Load HFiles in Apache Phoenix

2016-04-27 Thread Abel Fernández
Hi,

I am trying to load files in Apache Phoenix using HFiles. I do not have a
csv so I need to load the Hfiles from a RDD.

My problem is that I am not able to see the files using the apache api
(select * from...) but when I do a scan of the table I see the files.

Do I need to include the empty column?

This is the code I am using:

class ExtendedProductRDDFunctions[A <: scala.Product](data:
org.apache.spark.rdd.RDD[A]) extends
  ProductRDDFunctions[A](data) with Serializable with Logging {

Create the Hfiles:
---
  def toHFile(
  sc: SparkContext,
  tableName: String,
  columns: Seq[String],
  conf: Configuration = new Configuration,
  zkUrl: Option[String] = None
  ): RDD[(ByteArrayWrapper, FamiliesQualifiersValues)] = {

val config = ConfigurationUtil.getOutputConfiguration(tableName,
columns, zkUrl, Some(conf))
val tableBytes = Bytes.toBytes(tableName)
ConfigurationUtil.encodeColumns(config)
val jdbcUrl = zkUrl.map(getJdbcUrl).getOrElse(getJdbcUrl(config))
val query = QueryUtil.constructUpsertStatement(tableName,
columns.toList.asJava, null)

val columnsInfo = ConfigurationUtil.decodeColumns(config)
val a = sc.broadcast(columnsInfo)

logInfo("toHFile data size: "+data.count())
data.flatMap(x => mapRow(x, jdbcUrl, tableBytes, query, a.value))
  }

  def mapRow(product: Product,
 jdbcUrl: String,
 tableBytes: Array[Byte],
 query: String,
 columnsInfo: List[ColumnInfo]): List[(ByteArrayWrapper,
FamiliesQualifiersValues)] = {

val conn = DriverManager.getConnection(jdbcUrl)
var hRows:Iterator[(ByteArrayWrapper, FamiliesQualifiersValues)] = null
val preparedStatement = conn.prepareStatement(query)
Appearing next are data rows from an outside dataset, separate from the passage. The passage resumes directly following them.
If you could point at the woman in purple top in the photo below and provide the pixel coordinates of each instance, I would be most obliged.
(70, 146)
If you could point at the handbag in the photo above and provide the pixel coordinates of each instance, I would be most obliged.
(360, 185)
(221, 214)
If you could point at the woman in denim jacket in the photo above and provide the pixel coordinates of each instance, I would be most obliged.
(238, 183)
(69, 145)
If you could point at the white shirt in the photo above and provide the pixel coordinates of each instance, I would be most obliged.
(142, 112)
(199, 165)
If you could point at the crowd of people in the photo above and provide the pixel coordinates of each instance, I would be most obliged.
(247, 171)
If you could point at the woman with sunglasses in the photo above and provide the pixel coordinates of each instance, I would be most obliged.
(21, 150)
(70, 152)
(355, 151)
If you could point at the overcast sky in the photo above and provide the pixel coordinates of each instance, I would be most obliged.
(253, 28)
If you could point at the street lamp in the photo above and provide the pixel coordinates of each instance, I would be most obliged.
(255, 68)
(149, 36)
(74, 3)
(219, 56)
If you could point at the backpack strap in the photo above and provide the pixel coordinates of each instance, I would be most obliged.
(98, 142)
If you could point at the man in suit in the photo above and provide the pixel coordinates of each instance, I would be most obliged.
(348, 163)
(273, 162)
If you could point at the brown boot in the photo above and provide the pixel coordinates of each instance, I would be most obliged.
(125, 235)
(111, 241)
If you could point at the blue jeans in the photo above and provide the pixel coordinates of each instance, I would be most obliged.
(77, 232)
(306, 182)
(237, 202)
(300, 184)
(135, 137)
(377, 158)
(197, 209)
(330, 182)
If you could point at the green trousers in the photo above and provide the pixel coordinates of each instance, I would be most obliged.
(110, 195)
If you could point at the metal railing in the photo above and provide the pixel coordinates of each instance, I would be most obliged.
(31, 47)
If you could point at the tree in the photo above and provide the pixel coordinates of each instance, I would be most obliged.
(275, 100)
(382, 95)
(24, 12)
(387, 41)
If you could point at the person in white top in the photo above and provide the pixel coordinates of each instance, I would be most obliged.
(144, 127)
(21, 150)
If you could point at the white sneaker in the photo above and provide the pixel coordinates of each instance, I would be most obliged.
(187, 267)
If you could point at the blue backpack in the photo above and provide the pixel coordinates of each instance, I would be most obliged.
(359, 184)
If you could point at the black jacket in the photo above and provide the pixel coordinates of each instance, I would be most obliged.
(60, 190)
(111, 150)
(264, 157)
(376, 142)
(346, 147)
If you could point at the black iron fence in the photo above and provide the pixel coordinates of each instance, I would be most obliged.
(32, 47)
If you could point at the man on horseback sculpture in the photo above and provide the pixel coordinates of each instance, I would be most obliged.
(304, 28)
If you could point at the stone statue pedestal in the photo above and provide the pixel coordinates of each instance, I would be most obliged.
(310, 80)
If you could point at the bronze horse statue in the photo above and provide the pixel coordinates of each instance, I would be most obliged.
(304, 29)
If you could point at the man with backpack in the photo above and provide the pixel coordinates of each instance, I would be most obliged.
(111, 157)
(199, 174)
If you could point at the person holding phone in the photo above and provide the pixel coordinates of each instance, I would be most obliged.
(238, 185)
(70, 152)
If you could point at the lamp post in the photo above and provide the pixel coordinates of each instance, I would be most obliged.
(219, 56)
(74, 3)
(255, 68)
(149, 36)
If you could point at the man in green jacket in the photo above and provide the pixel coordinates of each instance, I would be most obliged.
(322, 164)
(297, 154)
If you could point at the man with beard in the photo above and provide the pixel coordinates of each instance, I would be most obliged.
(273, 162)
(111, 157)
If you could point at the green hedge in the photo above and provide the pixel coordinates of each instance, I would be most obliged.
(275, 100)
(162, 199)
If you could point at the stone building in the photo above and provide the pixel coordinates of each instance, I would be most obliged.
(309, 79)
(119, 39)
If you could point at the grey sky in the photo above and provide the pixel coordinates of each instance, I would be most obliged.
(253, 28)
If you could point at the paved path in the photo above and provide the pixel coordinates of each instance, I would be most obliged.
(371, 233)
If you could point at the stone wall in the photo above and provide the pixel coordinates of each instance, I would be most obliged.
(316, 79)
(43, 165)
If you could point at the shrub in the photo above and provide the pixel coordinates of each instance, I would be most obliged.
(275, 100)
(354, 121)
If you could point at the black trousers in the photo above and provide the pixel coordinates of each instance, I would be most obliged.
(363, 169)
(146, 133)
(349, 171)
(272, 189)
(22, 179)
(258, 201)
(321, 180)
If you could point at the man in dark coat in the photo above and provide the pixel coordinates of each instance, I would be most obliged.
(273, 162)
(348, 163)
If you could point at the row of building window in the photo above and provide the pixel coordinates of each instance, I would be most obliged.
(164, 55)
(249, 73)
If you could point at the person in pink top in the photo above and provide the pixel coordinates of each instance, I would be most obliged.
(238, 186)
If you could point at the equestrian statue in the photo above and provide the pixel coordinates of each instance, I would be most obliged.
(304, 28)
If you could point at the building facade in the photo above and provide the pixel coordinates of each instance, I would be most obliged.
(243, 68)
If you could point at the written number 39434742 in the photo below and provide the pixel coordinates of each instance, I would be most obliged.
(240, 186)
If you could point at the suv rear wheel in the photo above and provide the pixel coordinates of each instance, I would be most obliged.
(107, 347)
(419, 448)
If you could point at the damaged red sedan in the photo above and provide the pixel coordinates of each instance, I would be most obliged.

columnsInfo.zip(product.productIterator.toList).zipWithIndex.foreach(setInStatement(preparedStatement))
preparedStatement.execute()

val uncommittedDataIterator =
PhoenixRuntime.getUncommittedDataIterator(conn, true)
hRows = uncommittedDataIterator.asScala
  .flatMap(kvPair => kvPair.getSecond.asScala.map(kf => createPut(kf)))

conn.rollback()
hRows.toList
  }

  private def createPut(keyValue:
KeyValue):(ByteArrayWrapper,FamiliesQualifiersValues)={

val key = new ByteArrayWrapper(keyValue.getRow)
val family = new FamiliesQualifiersValues

family.+=(keyValue.getFamily,keyValue.getQualifier,keyValue.getValue)
(key,family)
  }
  }

  Load into Apache Phoenix
  -
  val sortedRdd = rdd
  .keyBy(k => k._1.toString)
  .reduceByKey((key,value) => value)
  .map(v => v._2)

  def apacheBulkSave(hBaseContext: HBaseContext, table: String,outputPath:
String) ={
rdd.hbaseBulkLoadThinRows(hBaseContext,
  TableName.valueOf(table),
  f => f,
  outputPath
)
  }

-- 
Un saludo - Best Regards.
Abel